Gordon Ross does not have a clear understanding of structural engineering, and this is evident in his paper. His idea of the concept of buckling is incorrect. This in turn has led him to write a paper that completely over-exaggerates the structural capacity of the WTC towers and completely mislead a group of people who depended on him, as a professional engineer, to know what he was talking about. This is not his fault, or the fault of the education system which trained him. He is not a structural engineer; these concepts are not readily available to him. Even I have made mistakes on this concept before. We all make mistakes. This is one that could probably be corrected. This, however, is not about mistakes.

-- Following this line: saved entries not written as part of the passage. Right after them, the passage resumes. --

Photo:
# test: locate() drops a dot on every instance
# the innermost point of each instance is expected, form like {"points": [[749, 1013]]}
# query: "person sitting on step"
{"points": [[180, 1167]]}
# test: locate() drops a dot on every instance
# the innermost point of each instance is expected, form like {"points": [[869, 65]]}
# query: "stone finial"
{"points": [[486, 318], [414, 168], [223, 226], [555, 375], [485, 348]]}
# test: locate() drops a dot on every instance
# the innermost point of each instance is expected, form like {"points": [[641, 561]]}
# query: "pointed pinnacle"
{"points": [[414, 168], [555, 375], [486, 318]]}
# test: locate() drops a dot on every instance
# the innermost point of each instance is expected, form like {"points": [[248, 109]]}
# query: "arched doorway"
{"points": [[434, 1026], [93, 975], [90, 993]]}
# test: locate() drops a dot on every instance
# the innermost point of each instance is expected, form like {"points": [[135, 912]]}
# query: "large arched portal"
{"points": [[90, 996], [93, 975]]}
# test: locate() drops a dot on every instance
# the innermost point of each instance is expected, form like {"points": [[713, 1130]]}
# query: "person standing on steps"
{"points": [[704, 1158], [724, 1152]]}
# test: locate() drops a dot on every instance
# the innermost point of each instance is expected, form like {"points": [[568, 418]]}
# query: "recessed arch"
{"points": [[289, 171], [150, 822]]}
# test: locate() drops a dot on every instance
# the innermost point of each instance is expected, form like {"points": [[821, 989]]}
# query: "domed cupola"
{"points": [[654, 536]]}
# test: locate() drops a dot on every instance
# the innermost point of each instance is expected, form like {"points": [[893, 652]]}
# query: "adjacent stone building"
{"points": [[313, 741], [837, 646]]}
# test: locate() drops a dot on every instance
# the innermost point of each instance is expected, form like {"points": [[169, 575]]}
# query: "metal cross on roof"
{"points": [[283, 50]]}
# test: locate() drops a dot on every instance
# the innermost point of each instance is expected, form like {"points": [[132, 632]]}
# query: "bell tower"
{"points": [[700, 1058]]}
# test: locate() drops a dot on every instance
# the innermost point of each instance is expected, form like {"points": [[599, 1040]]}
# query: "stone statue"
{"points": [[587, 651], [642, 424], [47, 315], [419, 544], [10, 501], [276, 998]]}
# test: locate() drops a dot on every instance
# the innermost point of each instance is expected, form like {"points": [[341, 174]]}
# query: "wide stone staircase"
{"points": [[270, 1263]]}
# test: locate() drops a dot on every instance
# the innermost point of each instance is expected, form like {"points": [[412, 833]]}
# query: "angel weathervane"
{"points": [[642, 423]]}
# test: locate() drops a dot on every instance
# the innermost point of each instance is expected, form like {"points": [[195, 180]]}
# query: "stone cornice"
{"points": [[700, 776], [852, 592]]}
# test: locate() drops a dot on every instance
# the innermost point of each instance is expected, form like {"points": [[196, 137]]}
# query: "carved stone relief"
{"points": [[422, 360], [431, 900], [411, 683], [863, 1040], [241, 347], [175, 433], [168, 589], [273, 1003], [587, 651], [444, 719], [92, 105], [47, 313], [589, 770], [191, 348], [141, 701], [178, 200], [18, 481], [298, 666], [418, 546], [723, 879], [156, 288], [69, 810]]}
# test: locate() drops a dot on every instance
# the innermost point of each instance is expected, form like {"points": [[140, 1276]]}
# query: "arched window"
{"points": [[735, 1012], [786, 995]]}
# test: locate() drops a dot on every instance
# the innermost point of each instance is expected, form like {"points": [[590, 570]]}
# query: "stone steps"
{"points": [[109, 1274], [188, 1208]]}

I have been accused by Gordon Ross on a forum of not doing my research into the collapse, but to Gordon Ross: Sir, I accuse you of stepping outside the bounds of your expertise and publishing "research" in a field you have no knowledge of. You have acted unethically, specifically defined by the
ASCE Code of Ethics, part 1 of Canon 2 “Engineers shall undertake to perform engineering assignments only when qualified by education or experience in the technical field of engineering involved.” And on part 1 of Canon 3, “Engineers should endeavor to extend the public knowledge of engineering and sustainable development, and shall not participate in the dissemination of untrue, unfair or exaggerated statements regarding engineering.” You have acted as a catalyst to the poison that has infiltrated the minds of many people of the public.

Gordon Ross, Momentum Transfer Analysis of the Collapse of the Upper Storeys of WTC 1

Bazant and Zhou, Why Did the World Trade Center Collapse?—Simple Analysis1

AISC Manual of Steel Construction, 13th Edition

ASCE Code of Ethics,

Fixed an error I had with the strain-energy equation.
Update2: Fixed an error with the critical stress equation. I mistranscribed slightly from the spec.